Food pantry opens in Schenectady's Bellevue neighborhood

'This will help bridge the gap on a day-to-day basis'
Food pantry opens in Schenectady's Bellevue neighborhood
Rich Scheenstra adds goods to the cupboard that have been donated to the new food pantry at Bellevue Reformed Church.
Photographer: MARC SCHULTZ

A few dozen people gathered outside Bellevue Reformed Church in Schenectady on Sunday, and, one by one, each took a can of soup, tuna, diced tomatoes or pasta and placed it in a newly mounted cabinet.

On the side of the wooden cupboard, complete with four levels of shelving, read the words “Take what you need. Give what you can. Everything is a blessing.”

A free little food pantry opened up Sunday outside the church on Broadway. While other city neighborhoods have more centralized resources to feed the hungry, the church’s pantry is aimed at helping Bellevue residents who aren’t sure where their next meal will come from.

“This will help bridge the gap on a day-to-day basis,” said Nicole Gentile, a church member who led the effort to create the food pantry. “You couldn’t live off of it, but it could help if you know you don’t have a meal tonight for your family.”

The idea for the pantry had been in the works for a few months, said Gentile, who worked with four other committee members to make the project a reality. As an AmeriCorps Vista Fellow, she’s spent much of the year mapping out food resources in the county, she said.

After breaking down the neighborhoods in Schenectady, she noticed the closest food pantry in Bellevue is on lower Broadway, which is a bit too far away to be useful to most residents, Gentile said.
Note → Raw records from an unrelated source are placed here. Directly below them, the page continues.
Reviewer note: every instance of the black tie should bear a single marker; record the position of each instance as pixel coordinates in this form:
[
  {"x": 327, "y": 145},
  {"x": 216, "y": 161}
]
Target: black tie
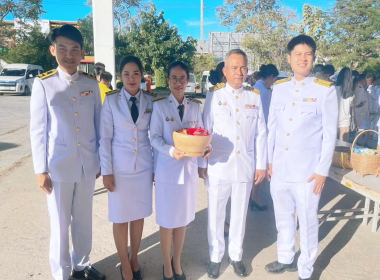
[
  {"x": 134, "y": 111},
  {"x": 180, "y": 110}
]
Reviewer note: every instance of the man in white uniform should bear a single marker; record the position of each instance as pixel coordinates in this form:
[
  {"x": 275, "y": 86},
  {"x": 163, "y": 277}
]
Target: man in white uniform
[
  {"x": 302, "y": 123},
  {"x": 65, "y": 113},
  {"x": 234, "y": 116}
]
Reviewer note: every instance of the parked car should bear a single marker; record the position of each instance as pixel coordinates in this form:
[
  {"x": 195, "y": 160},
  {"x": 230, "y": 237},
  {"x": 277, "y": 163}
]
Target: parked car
[
  {"x": 191, "y": 88},
  {"x": 18, "y": 78}
]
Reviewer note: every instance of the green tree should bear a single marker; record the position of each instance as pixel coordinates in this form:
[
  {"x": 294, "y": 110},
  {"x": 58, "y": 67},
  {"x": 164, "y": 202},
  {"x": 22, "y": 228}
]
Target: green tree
[
  {"x": 31, "y": 48},
  {"x": 22, "y": 10},
  {"x": 353, "y": 37},
  {"x": 86, "y": 27},
  {"x": 157, "y": 44},
  {"x": 204, "y": 62}
]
Though she lives in Rotterdam, she’s been a member of the Bellevue church her whole life, she said.

Taking a page from the Free Little Libraries in Albany, where passersby can take a book from a home with a makeshift bookcase in their yard, Gentile decided to fashion something similar, but for food and hygiene products.

“We don’t have the capacity to operate a whole food pantry, but the idea is you can come any time of day, and you don’t have to have documentation that says you’re a resident of the area, because that’s a barrier for some people,” she said.


The pantry is located just outside the church’s front entrance, and will be open 24 hours a day, seven days a week, Gentile said. The hope is that it will become not just a church project, but a community one, she said, where residents both use the pantry as needed and drop off non-perishable items to keep it stocked.

The rule for food, Gentile added, is “if you wouldn’t eat it, don’t donate it.”

Gentile is hopeful the idea might inspire similar food pantries to pop up elsewhere in the community.

Pastor Rich Scheenstra views the food pantry as a way the church can be more directly involved in the community. He echoed Gentile, saying Bellevue is a neighborhood that lacks resources to fight hunger, even though the problem affects a number of families who live there.

He acknowledged the potential for things to go awry, noting someone could vandalize the pantry or clean it out and sell the items for personal gain, but he said the overall cause matches up with the church’s mission.

“We know the risks involved and the possible problems along the way,” Scheenstra said. “But we’re excited to see what we’ll learn from this.”